Eine süße Überraschung für Flüchtlingskinder!

Da hatte die Schulkonferenz der Barbara-Schule eine tolle Idee!
Zu Sankt Martin sollten die Flüchtlingskinder, die im Barbara-Hospital wohnen, von jeder Schulklasse einen riesigen Stutenkerl geschenkt bekommen.
Dem Spendenaufruf folgten viele Familien und so konnten bei der Bäckerei Sieveneck acht wunderschön dekorierte, metergroße Stutenkerle bestellt werden.
Am Vormittag nach dem Martinszug war es so weit. Eine Delegation von zwei Kindern aus jeder Klasse übernahm vor dem Barbarahospital acht große Tabletts mit je einem Stutenkerl und brachte sie in die Eingangshalle des Barbara-Hospitals.
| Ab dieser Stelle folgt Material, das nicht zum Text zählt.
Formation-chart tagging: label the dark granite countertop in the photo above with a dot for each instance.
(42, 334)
Dort warteten schon die Kinder des dortigen Kindergartens mit selbstgebastelten Laternen. Große Augen leuchteten und strahlten Freude aus. Die Kleinen lauschten dem Martinslied und dann teilten sie in ihrem Raum einen süßen Riesenmann. Auch der warme Kakao stand schon bereit.
Die Kinder der Barbara-Schule brachten die sieben übrigen Stutenkerle in einen anderen Raum, wo sie auf weitere Schleckermäulchen warteten. Denn auch die großen Kinder im Barbara-Heim sollten ja bedacht werden.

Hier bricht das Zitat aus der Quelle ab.